Esta quinta (11) marca três meses de uma megaoperação que retirou usuários de drogas da praça Princesa Isabel, em São Paulo. O uso da força apenas dispersou o fluxo de dependentes que se aglomeravam no endereço da cracolândia. Parte do que sobrou do grupo se deslocou para a rua Helvétia próximo a avenida São João, ou está dispersa em outros pontos da região central, como a Santa Ifigênia.

Até o momento, não há indícios de queda no uso de drogas na região. Os relatos de roubos no entorno, porém, aumentaram logo após a ação, segundo o delegado responsável pela área.

Contexto canadense

No Downtown Eastside, o uso da força como resposta ao abuso de substâncias foi a principal política pública por décadas. Mas a história do combate às drogas no Canadá tem ligação profunda com racismo e xenofobia.

De acordo com a Coalizão Canadense de Políticas de Drogas, composta por mais de 50 organizações, a população de Vancouver responsabilizava indígenas e migrantes chineses por uma suposta corrupção de homens brancos e cristãos.

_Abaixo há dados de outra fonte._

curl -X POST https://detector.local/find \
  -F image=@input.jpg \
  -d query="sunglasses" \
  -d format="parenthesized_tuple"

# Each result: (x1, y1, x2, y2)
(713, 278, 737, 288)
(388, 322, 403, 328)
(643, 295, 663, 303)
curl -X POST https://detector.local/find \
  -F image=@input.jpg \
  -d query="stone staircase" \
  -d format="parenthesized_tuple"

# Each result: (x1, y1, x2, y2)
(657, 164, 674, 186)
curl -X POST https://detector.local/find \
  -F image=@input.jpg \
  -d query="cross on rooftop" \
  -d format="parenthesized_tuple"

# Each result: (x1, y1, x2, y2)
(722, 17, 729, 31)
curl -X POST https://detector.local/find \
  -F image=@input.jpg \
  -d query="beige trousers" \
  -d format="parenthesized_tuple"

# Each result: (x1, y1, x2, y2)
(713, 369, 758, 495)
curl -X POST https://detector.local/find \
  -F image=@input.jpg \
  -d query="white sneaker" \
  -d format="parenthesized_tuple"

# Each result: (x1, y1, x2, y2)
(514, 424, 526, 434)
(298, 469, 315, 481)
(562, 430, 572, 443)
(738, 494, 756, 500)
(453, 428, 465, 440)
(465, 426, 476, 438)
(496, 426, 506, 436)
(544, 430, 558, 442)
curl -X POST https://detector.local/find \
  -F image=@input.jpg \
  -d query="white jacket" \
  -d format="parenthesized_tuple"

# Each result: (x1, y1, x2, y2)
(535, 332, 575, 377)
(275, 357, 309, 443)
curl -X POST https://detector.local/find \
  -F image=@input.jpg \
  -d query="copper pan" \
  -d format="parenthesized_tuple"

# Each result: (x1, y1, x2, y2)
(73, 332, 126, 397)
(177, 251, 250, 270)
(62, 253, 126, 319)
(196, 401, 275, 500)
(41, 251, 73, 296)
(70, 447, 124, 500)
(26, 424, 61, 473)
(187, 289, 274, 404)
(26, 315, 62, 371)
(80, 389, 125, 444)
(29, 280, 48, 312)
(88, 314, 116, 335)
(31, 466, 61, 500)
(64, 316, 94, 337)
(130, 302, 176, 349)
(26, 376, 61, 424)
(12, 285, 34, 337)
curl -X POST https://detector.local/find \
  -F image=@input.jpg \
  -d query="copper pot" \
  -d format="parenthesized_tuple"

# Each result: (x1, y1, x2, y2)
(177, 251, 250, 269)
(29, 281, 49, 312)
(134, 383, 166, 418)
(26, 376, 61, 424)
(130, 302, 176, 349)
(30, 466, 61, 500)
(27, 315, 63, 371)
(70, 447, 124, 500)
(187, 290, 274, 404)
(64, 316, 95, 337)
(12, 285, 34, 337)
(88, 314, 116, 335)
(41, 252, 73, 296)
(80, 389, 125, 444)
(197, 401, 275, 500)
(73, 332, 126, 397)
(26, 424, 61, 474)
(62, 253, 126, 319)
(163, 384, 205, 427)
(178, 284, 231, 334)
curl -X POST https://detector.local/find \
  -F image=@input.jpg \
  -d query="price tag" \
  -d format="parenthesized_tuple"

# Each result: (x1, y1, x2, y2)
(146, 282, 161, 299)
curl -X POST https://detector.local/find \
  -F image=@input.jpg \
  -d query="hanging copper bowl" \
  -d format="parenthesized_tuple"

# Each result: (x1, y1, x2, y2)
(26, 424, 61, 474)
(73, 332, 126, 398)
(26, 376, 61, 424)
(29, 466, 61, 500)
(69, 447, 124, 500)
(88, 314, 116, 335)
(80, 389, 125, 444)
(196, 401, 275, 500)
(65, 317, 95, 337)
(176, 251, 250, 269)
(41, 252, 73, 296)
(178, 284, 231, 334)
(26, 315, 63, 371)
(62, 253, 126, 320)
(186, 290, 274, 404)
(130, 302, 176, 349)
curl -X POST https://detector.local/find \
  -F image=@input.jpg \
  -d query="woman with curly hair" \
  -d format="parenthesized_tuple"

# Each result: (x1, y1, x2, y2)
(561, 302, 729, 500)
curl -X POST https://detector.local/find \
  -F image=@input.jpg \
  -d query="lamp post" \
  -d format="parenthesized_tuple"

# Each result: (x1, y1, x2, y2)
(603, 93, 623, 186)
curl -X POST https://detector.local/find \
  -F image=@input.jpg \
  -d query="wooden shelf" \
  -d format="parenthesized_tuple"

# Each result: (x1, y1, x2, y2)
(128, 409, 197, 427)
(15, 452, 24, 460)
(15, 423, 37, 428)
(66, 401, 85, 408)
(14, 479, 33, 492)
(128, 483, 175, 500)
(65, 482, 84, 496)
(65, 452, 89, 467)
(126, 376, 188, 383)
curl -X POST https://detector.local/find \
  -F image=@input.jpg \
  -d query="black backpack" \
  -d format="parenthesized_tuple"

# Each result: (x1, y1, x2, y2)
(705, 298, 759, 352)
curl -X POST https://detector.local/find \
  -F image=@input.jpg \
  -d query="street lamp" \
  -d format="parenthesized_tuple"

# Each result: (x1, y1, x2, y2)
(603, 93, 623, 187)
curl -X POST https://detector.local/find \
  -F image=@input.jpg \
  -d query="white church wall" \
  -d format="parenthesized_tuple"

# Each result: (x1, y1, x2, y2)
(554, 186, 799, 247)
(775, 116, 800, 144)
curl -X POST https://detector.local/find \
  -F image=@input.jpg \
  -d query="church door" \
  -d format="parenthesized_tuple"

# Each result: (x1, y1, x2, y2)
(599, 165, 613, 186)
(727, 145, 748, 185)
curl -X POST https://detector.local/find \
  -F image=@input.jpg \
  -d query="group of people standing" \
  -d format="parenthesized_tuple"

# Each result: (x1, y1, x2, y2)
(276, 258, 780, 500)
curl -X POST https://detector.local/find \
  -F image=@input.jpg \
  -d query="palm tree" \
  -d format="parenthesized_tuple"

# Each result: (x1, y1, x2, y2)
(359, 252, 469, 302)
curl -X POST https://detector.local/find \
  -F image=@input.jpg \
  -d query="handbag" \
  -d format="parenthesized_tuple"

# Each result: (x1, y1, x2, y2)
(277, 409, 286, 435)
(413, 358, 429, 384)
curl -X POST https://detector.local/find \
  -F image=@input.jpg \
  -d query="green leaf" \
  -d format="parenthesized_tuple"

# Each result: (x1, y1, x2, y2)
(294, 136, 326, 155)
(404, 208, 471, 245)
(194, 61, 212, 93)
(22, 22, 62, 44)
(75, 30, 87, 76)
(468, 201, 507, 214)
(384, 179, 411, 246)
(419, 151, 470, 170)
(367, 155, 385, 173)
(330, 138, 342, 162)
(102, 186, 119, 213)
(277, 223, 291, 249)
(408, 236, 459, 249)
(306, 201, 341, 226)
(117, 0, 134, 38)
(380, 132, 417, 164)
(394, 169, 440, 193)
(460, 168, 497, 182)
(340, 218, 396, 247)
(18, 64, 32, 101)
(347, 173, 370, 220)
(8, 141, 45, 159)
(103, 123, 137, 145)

Entre as décadas de 1880 e 1920, as tensões raciais entre esses grupos se acirraram.

Os indígenas eram proibidos por lei de comprar bebidas alcoólicas; já os chineses não podiam ter negócios fora de Chinatown. "Alguns chineses da época fumavam ópio para aliviar a dor e relaxar. O fumo de ópio foi ligado a homens racializados", diz o histórico produzido pela coalizão.

O antropólogo Dan Small, pesquisador associado da Universidade da Colúmbia Britânica - Reprodução Exchange Supplies

Na década de 1940, a criminalização do uso de drogas no Downtown Eastside ganhou força ao mesmo tempo em que era enfraquecida a resposta à dependência química por meio da saúde pública.

De acordo com a coalizão, cerca de 75% das condenações envolvendo drogas eram por posse, e três quartos dessas condenações se converteram em prisão.

Atualmente, existem 49 locais como como o Insite criado por Small. "Os serviços de consumo supervisionado usam um modelo de redução de danos, o que significa que eles se esforçam para diminuir as consequências adversas à saúde, sociais e econômicas do uso de drogas sem exigir a abstinência", de acordo com a Vancouver Costal Health, autoridade de saúde da região costeira da província canadense.